Basics
Summarized notes from Introduction to Data Mining (Int'l ed), Chapter 5
-
Basic clustering problem
- given: set of objects \(X\), inter-object distances \(D(x,y) = D(y,x) \enspace x,y \in X\)
- output: partition \(P_D(x) = P_D(y)\) if \(x,y\) are in the same cluster
-
divide data into meaningful and/or useful groups, to describe or summarize data
- clusters describe data instances with similar characteristics
- ideally: small distance between points in cluster; long distance between clusters
-
Some utility applications: data summarization, compression, efficiency in finding nearest neighbors
-
clustering problem is very much driven by specific choice of algorithm
Clustering techniques
-
based on nesting of clusters:
- partitional (un-nested): divides data into non-overlapping clusters such that each instance is in exactly one cluster
- hierarchical (nested): clusters are permitted to have sub-clusters; can be visualized as a tree
-
based on count of instance memberships:
- exclusive: each instance belongs to a single cluster
- overlapping / non-exclusive: instance can belong to more than one cluster
- fuzzy / soft: (probabilistic) instances membership in each cluster is determined by weigh 0-1, and typical additional constrain requires sum of weights equal to 1 => convert fuzzy to exclusive by assigning each object to cluster with highest weight
-
based on instance membership in any cluster:
- complete: each instance is assigned to some cluster
- partial: not all instances are assigned a cluster; primary motivations include omitting noise and outliers
Types of clusters
-
well-separated: the distance between clusters is larger than distance between any two points within a cluster
-
prototype-based / center-based: prototype defines a cluster and each object in cluster is closer to prototype that defines the cluster than to prototype of any other cluster; the prototype may be actual record or the calculated centroid
-
contiguity-based / nearest neighbor / transitive: each point in a cluster is closer (or more similar) to one or more other points in the cluster than to any point not in the cluster.
-
graph-based: nodes represent data objects, and edges their connections; cluster is a connected component where each node is connected within cluster but there are no connections to outside the cluster => when nodes are strongly connected, then the nodes form a clique
-
density-based: cluster is dense region surrounded by a region of low density => useful strategy when clusters are irregular, intertwined or when noise or outliers are present
-
shared-property/conceptual clusters: objects in a cluster share some common property; this encompasses all of the above, but enables defining clusters not covered by previous definitions.
Clustering properties
-
Richness: for any assignment of objects to clusters there is some distance matrix \(D\) such that \(P_D\) returns that clustering \(\forall C \enspace \exists D \enspace P_D = C\)
-
Scale-invariance: scaling distances by a positive value does not change the clustering \(\forall D \enspace \forall_{K>0} \enspace P_D = P_{KD}\)
-
Consistency: shrinking intra-cluster distances and expanding inter-cluster distance does not change the clustering \(P_D = P_{D'}\)

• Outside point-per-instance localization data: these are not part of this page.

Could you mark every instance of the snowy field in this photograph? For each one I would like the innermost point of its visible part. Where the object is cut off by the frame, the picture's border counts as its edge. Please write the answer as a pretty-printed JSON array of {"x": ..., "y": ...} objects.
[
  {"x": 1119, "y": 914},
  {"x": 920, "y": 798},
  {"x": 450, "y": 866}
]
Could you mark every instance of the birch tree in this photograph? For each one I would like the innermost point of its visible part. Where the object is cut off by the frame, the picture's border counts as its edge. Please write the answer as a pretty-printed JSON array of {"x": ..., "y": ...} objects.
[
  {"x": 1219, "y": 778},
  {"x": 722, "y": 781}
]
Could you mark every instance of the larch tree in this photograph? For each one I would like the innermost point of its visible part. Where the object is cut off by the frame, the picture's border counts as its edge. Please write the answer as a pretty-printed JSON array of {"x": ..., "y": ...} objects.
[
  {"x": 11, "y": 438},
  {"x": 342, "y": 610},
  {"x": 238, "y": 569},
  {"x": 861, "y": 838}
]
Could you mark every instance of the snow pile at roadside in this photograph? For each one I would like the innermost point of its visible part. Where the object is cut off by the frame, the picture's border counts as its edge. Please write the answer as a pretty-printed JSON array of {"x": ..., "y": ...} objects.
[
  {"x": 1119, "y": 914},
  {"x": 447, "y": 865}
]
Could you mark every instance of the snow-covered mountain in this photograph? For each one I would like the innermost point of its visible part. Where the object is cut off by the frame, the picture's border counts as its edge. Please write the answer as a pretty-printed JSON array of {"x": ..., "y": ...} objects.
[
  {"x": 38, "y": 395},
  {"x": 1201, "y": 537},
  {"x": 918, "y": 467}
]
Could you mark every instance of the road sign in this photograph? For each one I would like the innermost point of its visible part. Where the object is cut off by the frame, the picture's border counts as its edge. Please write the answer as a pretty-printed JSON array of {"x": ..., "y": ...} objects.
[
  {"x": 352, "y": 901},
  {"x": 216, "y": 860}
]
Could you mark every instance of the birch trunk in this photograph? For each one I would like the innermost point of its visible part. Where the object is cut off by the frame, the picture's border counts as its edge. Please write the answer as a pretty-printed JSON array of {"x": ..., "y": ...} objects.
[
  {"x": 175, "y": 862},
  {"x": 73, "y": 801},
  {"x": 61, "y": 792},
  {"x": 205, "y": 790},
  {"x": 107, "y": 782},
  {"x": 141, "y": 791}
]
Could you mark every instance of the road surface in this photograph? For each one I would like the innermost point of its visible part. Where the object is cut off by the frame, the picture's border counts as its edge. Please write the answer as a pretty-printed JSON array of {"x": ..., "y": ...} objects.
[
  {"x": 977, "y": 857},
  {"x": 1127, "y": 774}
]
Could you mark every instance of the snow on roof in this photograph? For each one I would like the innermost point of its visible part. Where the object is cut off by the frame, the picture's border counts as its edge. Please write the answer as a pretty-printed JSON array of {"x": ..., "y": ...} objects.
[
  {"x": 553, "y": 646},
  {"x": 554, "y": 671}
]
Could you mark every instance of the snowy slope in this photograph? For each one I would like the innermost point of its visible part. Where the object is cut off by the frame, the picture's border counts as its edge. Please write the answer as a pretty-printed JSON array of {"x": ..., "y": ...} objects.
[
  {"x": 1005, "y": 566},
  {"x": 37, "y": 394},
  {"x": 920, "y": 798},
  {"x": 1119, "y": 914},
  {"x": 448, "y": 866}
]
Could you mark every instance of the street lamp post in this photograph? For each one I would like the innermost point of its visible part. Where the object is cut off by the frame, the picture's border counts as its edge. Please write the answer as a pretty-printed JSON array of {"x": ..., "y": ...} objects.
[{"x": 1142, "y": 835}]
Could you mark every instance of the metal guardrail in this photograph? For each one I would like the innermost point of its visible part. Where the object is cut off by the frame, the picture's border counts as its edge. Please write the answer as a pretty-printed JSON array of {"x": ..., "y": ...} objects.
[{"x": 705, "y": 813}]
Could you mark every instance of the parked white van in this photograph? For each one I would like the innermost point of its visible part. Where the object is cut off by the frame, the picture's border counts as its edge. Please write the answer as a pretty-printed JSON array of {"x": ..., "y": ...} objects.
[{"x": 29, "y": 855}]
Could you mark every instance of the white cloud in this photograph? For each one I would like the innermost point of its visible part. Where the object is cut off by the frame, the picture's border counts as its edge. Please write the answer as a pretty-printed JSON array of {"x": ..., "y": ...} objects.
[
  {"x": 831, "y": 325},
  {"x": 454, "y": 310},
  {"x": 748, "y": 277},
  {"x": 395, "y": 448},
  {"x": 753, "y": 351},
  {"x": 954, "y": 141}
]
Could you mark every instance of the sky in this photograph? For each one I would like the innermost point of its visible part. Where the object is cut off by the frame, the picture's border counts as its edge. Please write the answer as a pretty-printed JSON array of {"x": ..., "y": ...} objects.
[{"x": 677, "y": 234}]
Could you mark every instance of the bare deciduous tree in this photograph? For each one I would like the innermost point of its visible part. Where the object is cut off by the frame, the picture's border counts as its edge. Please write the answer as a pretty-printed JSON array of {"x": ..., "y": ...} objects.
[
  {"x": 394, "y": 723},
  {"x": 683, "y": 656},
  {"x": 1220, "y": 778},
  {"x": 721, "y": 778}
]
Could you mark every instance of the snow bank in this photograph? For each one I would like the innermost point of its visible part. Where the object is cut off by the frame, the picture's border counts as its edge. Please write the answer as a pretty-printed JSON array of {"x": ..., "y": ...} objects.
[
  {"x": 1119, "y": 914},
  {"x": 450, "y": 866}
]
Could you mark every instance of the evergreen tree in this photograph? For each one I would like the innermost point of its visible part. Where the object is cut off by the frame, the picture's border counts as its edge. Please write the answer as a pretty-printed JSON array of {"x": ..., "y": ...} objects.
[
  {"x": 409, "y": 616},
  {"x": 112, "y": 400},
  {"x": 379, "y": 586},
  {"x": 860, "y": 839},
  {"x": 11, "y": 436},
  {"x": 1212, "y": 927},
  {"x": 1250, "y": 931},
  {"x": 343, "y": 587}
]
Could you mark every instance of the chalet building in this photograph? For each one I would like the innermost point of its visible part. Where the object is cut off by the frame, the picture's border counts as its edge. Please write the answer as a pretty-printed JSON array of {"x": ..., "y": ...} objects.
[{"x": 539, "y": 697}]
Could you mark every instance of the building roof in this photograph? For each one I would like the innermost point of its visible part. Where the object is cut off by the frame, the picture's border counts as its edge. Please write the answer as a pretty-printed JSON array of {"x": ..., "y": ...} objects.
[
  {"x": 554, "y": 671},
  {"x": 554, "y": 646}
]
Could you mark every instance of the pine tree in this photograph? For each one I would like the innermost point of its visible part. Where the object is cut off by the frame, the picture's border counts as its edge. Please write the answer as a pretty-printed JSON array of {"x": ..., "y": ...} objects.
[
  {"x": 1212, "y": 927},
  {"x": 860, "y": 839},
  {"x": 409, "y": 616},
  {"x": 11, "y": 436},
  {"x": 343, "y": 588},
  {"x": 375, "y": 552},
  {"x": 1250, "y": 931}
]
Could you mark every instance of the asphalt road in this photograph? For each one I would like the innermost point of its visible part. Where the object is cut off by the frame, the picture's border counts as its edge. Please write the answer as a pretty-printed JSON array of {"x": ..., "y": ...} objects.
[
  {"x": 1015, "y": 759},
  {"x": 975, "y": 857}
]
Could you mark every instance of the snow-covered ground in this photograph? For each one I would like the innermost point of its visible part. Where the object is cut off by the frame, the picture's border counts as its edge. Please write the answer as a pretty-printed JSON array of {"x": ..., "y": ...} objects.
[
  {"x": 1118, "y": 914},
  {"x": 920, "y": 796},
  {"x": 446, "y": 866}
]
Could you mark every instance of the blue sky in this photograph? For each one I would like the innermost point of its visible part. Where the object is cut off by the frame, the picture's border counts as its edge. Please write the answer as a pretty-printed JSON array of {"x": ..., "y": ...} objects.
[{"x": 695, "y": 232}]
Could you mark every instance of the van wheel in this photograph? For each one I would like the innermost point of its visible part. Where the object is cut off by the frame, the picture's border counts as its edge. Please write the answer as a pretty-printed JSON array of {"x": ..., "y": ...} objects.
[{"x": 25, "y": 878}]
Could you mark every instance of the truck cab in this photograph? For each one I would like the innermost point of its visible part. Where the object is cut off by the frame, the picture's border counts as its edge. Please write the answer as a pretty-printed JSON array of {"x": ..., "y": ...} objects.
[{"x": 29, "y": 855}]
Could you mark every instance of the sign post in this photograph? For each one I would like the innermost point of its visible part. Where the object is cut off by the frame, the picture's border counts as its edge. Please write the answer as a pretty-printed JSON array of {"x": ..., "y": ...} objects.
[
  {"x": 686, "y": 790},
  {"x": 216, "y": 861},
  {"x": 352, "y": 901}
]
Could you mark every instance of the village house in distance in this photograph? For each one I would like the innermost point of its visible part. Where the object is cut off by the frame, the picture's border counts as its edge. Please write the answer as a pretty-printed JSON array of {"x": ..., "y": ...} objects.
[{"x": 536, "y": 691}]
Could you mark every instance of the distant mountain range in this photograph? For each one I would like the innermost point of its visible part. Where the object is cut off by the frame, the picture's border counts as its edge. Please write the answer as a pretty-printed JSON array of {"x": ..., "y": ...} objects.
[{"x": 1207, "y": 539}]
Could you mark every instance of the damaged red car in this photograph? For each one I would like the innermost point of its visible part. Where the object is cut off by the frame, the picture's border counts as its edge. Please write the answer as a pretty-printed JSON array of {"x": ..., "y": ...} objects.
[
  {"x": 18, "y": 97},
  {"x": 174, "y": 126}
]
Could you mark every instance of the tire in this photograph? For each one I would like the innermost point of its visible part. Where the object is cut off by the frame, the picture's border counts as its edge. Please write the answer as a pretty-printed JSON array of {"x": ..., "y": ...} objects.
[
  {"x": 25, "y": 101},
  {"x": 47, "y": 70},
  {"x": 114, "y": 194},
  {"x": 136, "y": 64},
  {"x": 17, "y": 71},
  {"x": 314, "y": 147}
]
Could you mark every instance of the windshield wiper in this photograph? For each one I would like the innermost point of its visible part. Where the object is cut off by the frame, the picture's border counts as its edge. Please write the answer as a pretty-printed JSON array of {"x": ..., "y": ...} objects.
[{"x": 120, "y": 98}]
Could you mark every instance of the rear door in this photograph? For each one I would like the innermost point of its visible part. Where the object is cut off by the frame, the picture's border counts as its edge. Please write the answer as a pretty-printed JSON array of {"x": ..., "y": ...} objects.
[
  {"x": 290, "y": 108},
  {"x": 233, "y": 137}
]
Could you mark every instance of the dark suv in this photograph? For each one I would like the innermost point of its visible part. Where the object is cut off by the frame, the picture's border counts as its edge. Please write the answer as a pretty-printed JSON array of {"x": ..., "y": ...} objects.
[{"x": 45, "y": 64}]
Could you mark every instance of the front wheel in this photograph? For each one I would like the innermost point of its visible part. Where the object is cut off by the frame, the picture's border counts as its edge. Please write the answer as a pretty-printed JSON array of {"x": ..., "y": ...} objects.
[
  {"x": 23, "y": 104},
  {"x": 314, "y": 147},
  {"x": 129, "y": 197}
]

Impossibility theorem: no clustering algorithm can have all 3 properties.
Other considerations:
- order dependence: whether results differ based on the order of processing of data points
- nondeterminism: whether different runs give different results
- scalability: how large datasets the clustering algorithm can reasonably handle
- parameter selection: number of parameters and selection of optimal parameter values
Algorithms
Algorithm | Description | Category | Time Complexity (optimal) | Space Complexity |
---|---|---|---|---|
K-means | Find \(K\) clusters represented by centroids | prototype-based, partitional, complete | \(O(IKmn)\) | \(O((m + K) n)\) |
Agglomerative hierarchical clustering | Find hierarchical clusters by merging clusters | prototype-based / graph-based, hierarchical, complete | \(O(m^2 \lg(m))\) | \(O(m^2)\) |
DBSCAN | Cluster by density, ignoring low-density regions | Density-based, partitional, partial | \(O(m \log m)\) | \(O(m)\) |
Fuzzy C-means | Points have weighted membership in clusters | prototype-based, partitional, fuzzy | \(O(LKI)\) | \(O(LK)\) |
where: \(m\) = number of points (records); \(n\) = number of attributes; \(I\) = number of iterations until convergence; \(K\) = number of clusters, \(L\) is the number of links
Also see:
- Expectation Maximization - statistical approach using mixture models
- Single-linkage clustering (SLC) - special case of agglomerative using single-link
- Self-organizing maps - clustering and data visualization based on neural networks
Cluster Validation
Some considerations:
- clustering tendency - distinguishing if non-random structure actually exists in the data
- determining correct number of clusters
- Evaluating how well the results of a cluster analysis fit the data without reference to external information.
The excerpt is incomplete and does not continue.